[Seaside] Truly Opaque URLs

Jimmie Houchin j.squeak at cyberhaus.us
Mon Dec 17 22:16:47 UTC 2007


Adrian Lienhard wrote:
> I think in this discussion we should distinguish between closed
> applications and public web sites (or applications that are part of a
> web site). In the former case I don't care at all about the URLs, and
> only care about bookmarking in very specific situations because it
> usually does not make sense.
> 
> On the other hand, on a public web site it matters. It matters for
> example for search engines. If each link looks differently although it
> points to the same page, this is not good. Also, you don't want that the
> session key of the bot shows up in search results. You want to make
> important keywords be part of the URL, you want URLs to be short so that
> people can easily mail them around (and no, I don't buy the argument
> that also Amazon has unfriendly URLs).
> 
> Out of the box Seaside is not very good at such things, but then,
> Seaside is for building web applications, not web sites.
> However, in case you happen to use Seaside for web sites (as we do for
> www.cmsbox.com for example) it is not too hard to tweak it.

Hello,

I think it would be wonderful if some of the experts here could do a
tutorial, how-to, best practices document, or some sort of documentation
for using Seaside for web sites, as opposed to web applications.
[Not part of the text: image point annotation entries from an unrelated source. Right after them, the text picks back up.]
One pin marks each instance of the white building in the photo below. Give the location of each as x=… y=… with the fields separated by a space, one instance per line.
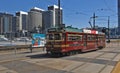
x=22 y=20
x=54 y=8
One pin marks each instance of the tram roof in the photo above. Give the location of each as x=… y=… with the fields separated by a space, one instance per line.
x=72 y=29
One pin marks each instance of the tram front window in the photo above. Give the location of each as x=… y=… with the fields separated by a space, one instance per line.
x=54 y=37
x=57 y=37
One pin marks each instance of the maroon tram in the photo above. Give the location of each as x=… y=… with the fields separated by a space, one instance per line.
x=71 y=40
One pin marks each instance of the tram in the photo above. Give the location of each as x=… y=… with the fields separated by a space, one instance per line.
x=72 y=40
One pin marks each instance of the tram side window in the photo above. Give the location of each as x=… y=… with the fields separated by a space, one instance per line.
x=91 y=37
x=74 y=38
x=50 y=37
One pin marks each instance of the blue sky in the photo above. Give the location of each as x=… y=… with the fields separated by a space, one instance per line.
x=75 y=12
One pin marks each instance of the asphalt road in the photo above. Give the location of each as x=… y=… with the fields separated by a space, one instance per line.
x=100 y=61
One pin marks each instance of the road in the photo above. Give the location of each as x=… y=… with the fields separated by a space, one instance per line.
x=100 y=61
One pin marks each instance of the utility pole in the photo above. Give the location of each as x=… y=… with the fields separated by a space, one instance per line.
x=59 y=14
x=94 y=20
x=108 y=29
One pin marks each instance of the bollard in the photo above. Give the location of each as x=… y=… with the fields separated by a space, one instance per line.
x=31 y=48
x=15 y=50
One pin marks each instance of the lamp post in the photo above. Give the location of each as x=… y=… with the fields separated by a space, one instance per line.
x=108 y=29
x=59 y=14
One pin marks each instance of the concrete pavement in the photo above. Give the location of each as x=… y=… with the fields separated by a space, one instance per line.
x=101 y=61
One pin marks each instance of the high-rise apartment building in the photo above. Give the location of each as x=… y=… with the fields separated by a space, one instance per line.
x=6 y=23
x=55 y=9
x=22 y=21
x=119 y=15
x=47 y=20
x=35 y=21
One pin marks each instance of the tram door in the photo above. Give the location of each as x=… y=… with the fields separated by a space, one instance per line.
x=85 y=41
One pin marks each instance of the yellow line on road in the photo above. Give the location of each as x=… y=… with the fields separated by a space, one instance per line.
x=116 y=68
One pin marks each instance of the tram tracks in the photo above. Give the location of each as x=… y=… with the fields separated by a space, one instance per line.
x=93 y=60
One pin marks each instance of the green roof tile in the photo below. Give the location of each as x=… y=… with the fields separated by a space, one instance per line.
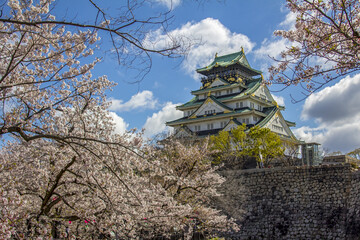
x=227 y=60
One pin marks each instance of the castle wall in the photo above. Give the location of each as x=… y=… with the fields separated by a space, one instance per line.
x=318 y=202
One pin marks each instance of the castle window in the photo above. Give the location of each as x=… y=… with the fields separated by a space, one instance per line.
x=280 y=129
x=229 y=91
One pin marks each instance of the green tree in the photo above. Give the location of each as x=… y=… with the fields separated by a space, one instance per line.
x=260 y=143
x=228 y=145
x=263 y=144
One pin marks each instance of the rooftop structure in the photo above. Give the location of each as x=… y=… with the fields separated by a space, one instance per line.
x=231 y=94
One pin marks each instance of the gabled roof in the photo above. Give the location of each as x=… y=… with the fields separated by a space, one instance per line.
x=231 y=122
x=252 y=86
x=233 y=113
x=271 y=111
x=184 y=129
x=228 y=60
x=209 y=100
x=229 y=85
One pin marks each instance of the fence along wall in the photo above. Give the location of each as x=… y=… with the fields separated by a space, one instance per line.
x=320 y=202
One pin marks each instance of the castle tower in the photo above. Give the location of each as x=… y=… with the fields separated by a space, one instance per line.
x=231 y=94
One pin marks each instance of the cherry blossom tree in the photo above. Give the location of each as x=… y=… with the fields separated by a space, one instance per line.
x=64 y=173
x=325 y=44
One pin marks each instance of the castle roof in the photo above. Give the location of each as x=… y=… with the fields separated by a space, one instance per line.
x=237 y=58
x=250 y=88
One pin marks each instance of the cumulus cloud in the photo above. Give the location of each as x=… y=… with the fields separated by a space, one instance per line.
x=170 y=4
x=141 y=100
x=338 y=103
x=280 y=100
x=120 y=124
x=156 y=123
x=209 y=36
x=271 y=48
x=337 y=112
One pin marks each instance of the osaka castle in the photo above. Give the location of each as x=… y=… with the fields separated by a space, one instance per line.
x=231 y=94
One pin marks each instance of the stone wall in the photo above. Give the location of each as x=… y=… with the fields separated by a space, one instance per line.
x=318 y=202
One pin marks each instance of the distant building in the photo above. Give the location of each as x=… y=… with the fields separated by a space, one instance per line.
x=310 y=153
x=231 y=94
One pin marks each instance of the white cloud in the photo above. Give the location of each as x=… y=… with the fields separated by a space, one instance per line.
x=209 y=36
x=120 y=125
x=141 y=100
x=337 y=112
x=273 y=47
x=289 y=22
x=170 y=4
x=156 y=123
x=280 y=100
x=338 y=103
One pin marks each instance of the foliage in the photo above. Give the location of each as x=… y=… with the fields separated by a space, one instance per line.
x=228 y=145
x=64 y=173
x=326 y=43
x=355 y=153
x=257 y=142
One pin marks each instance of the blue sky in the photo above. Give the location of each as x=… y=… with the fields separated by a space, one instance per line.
x=225 y=27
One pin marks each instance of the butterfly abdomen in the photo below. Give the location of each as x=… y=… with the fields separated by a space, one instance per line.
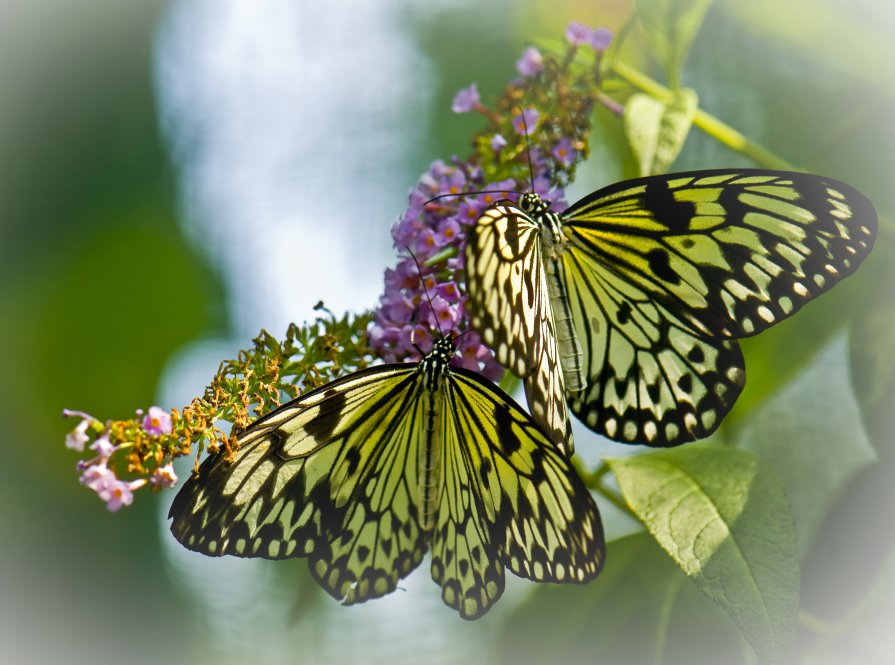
x=429 y=462
x=571 y=356
x=430 y=447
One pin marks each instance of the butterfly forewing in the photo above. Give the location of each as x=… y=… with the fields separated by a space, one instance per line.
x=662 y=274
x=730 y=252
x=308 y=480
x=364 y=474
x=509 y=304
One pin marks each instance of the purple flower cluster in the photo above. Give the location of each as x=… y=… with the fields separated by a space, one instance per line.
x=579 y=34
x=95 y=472
x=420 y=300
x=424 y=293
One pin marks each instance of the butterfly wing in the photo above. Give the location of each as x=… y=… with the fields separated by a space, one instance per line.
x=510 y=499
x=651 y=379
x=729 y=252
x=509 y=305
x=330 y=476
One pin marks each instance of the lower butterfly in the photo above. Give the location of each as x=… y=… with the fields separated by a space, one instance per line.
x=365 y=474
x=629 y=303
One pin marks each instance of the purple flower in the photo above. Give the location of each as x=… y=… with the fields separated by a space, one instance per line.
x=77 y=438
x=103 y=447
x=526 y=122
x=466 y=99
x=426 y=244
x=530 y=63
x=601 y=38
x=504 y=189
x=578 y=34
x=157 y=422
x=448 y=232
x=116 y=493
x=449 y=291
x=404 y=276
x=442 y=314
x=565 y=152
x=452 y=183
x=164 y=476
x=469 y=210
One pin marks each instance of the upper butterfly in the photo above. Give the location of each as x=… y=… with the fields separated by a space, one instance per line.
x=365 y=473
x=629 y=302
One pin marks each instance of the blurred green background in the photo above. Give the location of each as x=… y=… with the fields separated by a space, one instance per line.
x=175 y=176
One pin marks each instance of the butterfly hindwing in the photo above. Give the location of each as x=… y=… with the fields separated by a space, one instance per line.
x=543 y=523
x=661 y=276
x=510 y=307
x=651 y=379
x=308 y=480
x=363 y=475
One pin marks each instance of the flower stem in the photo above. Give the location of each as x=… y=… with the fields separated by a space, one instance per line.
x=708 y=123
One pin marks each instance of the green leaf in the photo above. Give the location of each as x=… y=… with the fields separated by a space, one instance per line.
x=670 y=26
x=656 y=130
x=722 y=515
x=873 y=372
x=641 y=609
x=812 y=433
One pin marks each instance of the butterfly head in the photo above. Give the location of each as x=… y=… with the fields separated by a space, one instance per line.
x=533 y=204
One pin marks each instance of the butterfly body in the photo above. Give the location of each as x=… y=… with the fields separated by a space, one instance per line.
x=364 y=475
x=659 y=276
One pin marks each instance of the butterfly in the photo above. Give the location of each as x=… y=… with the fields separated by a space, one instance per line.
x=365 y=474
x=626 y=307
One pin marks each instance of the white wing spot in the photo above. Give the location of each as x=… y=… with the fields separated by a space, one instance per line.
x=766 y=314
x=611 y=424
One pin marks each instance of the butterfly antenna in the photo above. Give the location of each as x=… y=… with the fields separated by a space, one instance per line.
x=426 y=291
x=531 y=171
x=475 y=193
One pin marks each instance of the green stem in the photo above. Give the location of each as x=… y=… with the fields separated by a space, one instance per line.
x=711 y=125
x=594 y=481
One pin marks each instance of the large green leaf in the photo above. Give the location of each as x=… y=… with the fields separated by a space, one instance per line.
x=641 y=609
x=656 y=130
x=811 y=432
x=723 y=516
x=670 y=26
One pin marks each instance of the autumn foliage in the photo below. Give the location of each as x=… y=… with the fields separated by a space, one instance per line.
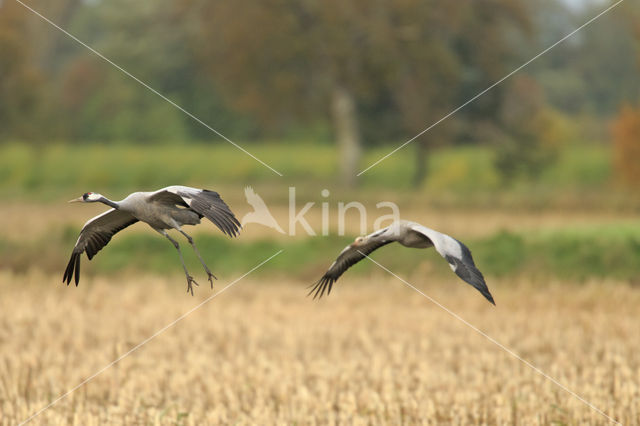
x=625 y=132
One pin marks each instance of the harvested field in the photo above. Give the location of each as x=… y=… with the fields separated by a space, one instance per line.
x=373 y=352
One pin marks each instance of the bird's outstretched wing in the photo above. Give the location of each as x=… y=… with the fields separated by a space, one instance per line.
x=459 y=258
x=202 y=201
x=95 y=234
x=351 y=255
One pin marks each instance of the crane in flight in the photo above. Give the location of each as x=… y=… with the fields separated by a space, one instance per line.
x=409 y=234
x=168 y=208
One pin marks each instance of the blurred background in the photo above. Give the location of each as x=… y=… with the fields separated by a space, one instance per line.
x=319 y=91
x=540 y=176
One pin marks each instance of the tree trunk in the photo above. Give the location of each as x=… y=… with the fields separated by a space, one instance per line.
x=345 y=122
x=421 y=164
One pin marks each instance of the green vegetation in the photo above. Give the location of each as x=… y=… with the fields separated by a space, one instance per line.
x=572 y=253
x=54 y=170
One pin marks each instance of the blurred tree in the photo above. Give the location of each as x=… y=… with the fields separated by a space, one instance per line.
x=284 y=60
x=531 y=133
x=625 y=131
x=20 y=79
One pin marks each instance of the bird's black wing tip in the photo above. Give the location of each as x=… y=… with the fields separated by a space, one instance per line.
x=489 y=297
x=323 y=284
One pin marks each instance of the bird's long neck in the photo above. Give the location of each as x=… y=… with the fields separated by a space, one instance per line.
x=105 y=200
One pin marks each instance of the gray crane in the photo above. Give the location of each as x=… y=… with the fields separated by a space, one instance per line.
x=409 y=234
x=168 y=208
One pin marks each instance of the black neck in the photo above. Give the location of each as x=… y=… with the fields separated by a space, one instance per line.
x=110 y=203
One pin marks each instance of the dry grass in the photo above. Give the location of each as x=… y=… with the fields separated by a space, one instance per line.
x=261 y=353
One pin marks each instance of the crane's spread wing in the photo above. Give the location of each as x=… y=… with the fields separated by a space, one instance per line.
x=95 y=234
x=351 y=255
x=254 y=199
x=459 y=258
x=204 y=202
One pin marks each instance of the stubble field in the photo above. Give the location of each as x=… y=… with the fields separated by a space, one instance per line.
x=374 y=352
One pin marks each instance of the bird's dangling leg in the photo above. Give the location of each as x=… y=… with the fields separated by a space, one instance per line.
x=210 y=276
x=190 y=279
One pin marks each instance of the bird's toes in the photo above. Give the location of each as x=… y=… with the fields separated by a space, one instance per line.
x=211 y=278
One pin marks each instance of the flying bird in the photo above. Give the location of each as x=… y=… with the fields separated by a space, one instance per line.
x=168 y=208
x=409 y=234
x=260 y=213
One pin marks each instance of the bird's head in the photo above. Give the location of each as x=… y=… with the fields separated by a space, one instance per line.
x=87 y=197
x=358 y=241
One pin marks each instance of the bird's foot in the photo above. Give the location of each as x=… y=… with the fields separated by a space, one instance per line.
x=211 y=277
x=190 y=281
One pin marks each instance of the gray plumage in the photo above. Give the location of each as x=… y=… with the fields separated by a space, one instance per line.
x=168 y=208
x=409 y=234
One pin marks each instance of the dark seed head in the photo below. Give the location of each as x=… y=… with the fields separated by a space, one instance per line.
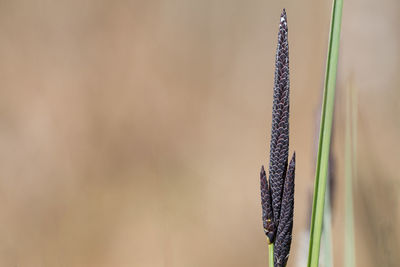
x=279 y=145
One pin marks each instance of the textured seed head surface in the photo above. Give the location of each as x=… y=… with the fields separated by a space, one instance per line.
x=284 y=233
x=279 y=145
x=266 y=203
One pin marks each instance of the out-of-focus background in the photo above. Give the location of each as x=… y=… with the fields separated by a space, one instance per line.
x=132 y=132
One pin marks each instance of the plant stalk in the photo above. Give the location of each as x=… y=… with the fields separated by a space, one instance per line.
x=325 y=135
x=271 y=255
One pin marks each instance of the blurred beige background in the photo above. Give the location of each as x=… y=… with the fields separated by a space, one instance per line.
x=132 y=132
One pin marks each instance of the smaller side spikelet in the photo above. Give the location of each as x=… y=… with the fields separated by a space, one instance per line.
x=266 y=203
x=284 y=233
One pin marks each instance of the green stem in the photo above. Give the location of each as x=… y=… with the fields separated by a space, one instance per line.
x=271 y=255
x=325 y=135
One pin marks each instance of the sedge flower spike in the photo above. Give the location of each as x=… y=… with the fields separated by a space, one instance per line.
x=277 y=193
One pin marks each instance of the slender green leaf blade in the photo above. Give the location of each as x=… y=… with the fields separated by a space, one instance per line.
x=325 y=135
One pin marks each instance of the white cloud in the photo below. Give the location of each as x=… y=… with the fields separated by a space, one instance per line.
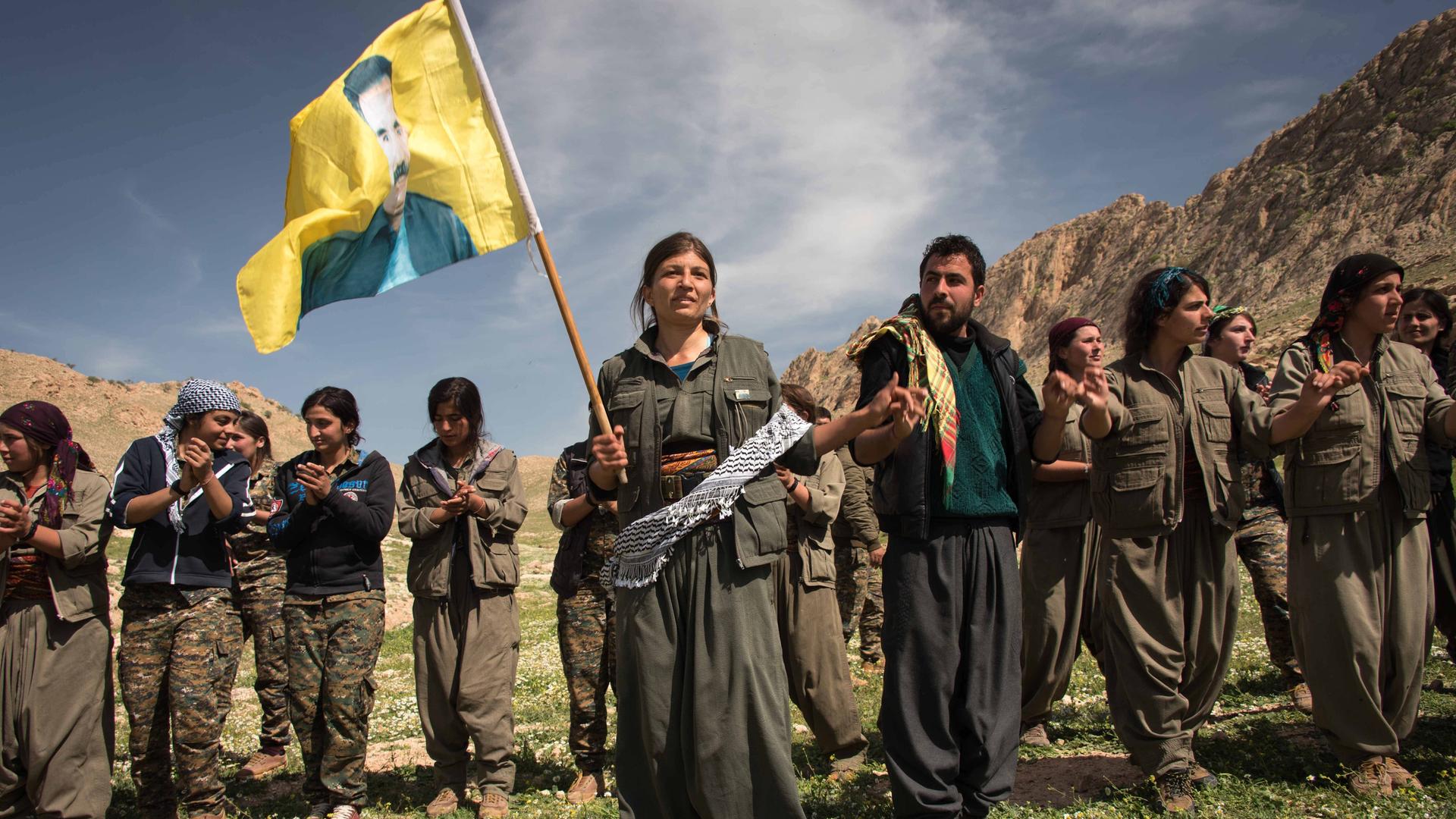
x=804 y=142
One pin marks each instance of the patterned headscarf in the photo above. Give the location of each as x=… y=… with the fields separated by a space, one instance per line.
x=197 y=395
x=46 y=425
x=927 y=369
x=1341 y=292
x=1062 y=334
x=1222 y=315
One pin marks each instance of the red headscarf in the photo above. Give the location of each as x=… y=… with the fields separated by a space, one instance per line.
x=1062 y=334
x=46 y=425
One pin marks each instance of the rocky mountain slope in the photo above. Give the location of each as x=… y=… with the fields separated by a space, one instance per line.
x=107 y=416
x=1370 y=168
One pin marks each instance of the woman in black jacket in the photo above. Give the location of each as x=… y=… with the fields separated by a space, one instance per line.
x=182 y=493
x=338 y=503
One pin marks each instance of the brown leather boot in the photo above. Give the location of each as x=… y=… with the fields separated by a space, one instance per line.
x=492 y=803
x=1175 y=792
x=1302 y=698
x=1370 y=777
x=444 y=802
x=590 y=784
x=261 y=763
x=1400 y=777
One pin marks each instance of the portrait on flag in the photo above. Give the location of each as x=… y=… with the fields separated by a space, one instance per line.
x=395 y=172
x=410 y=234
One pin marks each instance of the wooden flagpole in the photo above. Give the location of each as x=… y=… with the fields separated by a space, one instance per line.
x=535 y=224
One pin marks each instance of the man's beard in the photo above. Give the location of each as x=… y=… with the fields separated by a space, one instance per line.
x=951 y=324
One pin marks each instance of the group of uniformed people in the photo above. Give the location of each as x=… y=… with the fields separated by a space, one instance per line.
x=1131 y=490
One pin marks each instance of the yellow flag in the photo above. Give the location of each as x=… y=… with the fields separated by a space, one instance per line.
x=397 y=171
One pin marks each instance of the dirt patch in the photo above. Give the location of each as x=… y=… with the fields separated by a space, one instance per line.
x=1059 y=781
x=400 y=754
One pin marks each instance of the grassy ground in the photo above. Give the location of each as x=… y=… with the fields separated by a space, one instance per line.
x=1270 y=758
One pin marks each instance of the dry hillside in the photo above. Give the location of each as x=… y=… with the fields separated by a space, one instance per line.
x=107 y=416
x=1370 y=168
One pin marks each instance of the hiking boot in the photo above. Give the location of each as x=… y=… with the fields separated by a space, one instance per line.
x=444 y=802
x=1302 y=698
x=492 y=803
x=588 y=786
x=845 y=770
x=1036 y=736
x=1400 y=777
x=1372 y=777
x=261 y=763
x=1175 y=792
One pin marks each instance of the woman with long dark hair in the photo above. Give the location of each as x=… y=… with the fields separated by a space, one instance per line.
x=1260 y=537
x=1059 y=548
x=1357 y=487
x=1426 y=324
x=808 y=610
x=337 y=506
x=1166 y=428
x=259 y=576
x=460 y=503
x=55 y=620
x=702 y=726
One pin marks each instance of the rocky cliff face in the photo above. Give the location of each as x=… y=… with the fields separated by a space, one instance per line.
x=1370 y=168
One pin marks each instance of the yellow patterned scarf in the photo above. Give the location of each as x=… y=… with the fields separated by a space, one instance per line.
x=929 y=371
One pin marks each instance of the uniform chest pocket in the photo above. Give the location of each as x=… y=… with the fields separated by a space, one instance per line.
x=1215 y=417
x=1405 y=397
x=625 y=406
x=747 y=403
x=1145 y=430
x=1347 y=409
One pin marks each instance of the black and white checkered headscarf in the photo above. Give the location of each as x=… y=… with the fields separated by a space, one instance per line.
x=645 y=545
x=197 y=395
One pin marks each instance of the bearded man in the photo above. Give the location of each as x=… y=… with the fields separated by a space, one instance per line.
x=949 y=496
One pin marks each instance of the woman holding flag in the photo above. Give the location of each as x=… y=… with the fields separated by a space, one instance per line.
x=702 y=727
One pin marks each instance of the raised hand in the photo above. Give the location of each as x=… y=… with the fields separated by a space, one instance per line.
x=315 y=480
x=1059 y=392
x=610 y=450
x=1094 y=388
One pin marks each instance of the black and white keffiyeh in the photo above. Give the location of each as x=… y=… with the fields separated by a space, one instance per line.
x=197 y=395
x=647 y=544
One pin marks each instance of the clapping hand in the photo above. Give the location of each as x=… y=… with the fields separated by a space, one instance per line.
x=315 y=479
x=1320 y=388
x=15 y=522
x=463 y=502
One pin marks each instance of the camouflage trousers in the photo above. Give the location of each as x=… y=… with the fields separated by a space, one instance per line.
x=1260 y=544
x=332 y=648
x=587 y=630
x=171 y=665
x=258 y=596
x=55 y=713
x=861 y=598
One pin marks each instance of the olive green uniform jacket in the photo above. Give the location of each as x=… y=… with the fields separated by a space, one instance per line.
x=702 y=719
x=55 y=752
x=1357 y=488
x=463 y=576
x=1168 y=583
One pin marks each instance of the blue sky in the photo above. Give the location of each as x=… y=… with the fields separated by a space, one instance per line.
x=816 y=146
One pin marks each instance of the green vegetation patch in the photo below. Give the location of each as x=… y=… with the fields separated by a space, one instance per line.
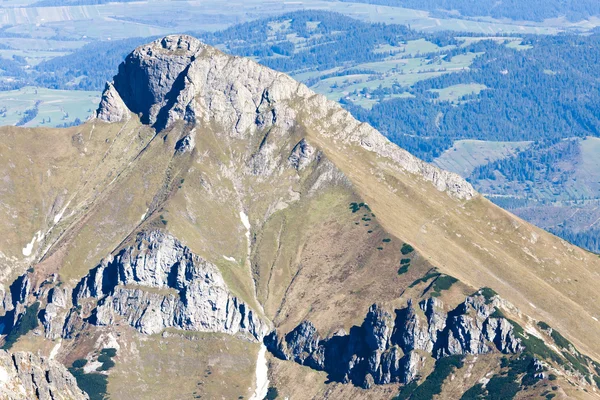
x=443 y=282
x=403 y=269
x=94 y=383
x=425 y=278
x=474 y=393
x=355 y=207
x=544 y=326
x=26 y=323
x=406 y=249
x=433 y=383
x=488 y=294
x=272 y=393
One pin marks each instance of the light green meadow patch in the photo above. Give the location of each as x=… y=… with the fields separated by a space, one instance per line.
x=55 y=107
x=466 y=155
x=455 y=93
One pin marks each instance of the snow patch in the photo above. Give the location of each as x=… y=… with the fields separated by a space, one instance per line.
x=3 y=376
x=54 y=351
x=29 y=247
x=262 y=375
x=91 y=367
x=245 y=220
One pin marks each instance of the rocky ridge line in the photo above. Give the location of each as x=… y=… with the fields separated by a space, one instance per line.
x=159 y=283
x=24 y=376
x=180 y=78
x=390 y=348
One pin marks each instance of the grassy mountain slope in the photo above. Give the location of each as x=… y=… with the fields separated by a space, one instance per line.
x=305 y=213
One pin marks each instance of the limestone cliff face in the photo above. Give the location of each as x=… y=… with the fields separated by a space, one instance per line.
x=390 y=348
x=180 y=78
x=159 y=283
x=24 y=376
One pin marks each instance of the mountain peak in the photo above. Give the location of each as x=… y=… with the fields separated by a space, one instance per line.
x=181 y=78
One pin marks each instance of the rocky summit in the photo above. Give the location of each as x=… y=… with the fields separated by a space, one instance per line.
x=218 y=230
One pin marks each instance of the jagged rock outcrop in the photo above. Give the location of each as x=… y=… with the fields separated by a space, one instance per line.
x=159 y=283
x=387 y=349
x=180 y=78
x=111 y=107
x=54 y=315
x=26 y=376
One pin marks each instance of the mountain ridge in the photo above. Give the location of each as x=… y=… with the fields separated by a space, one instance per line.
x=305 y=213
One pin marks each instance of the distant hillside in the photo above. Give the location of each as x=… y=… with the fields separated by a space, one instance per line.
x=62 y=3
x=532 y=10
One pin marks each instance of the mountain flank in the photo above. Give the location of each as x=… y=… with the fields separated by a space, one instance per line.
x=217 y=217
I know most of those here are using it for web applications where
Seaside is at its native best. But sometimes a simple web site is what
is desired or required. And I would imagine that many people who want to
give Seaside a try, what they really want is a web site, and a tool
which elegantly enables them to build it. We Squeakers, Seasiders
hopefully should never have to drop down to some other web framework to
do the web site thing.

I believe some good documentation this direction would help many who
look towards Seaside. It would also provide a place to provide answers
to these questions.

Would such be using this technique as expressed by Randall Schwartz?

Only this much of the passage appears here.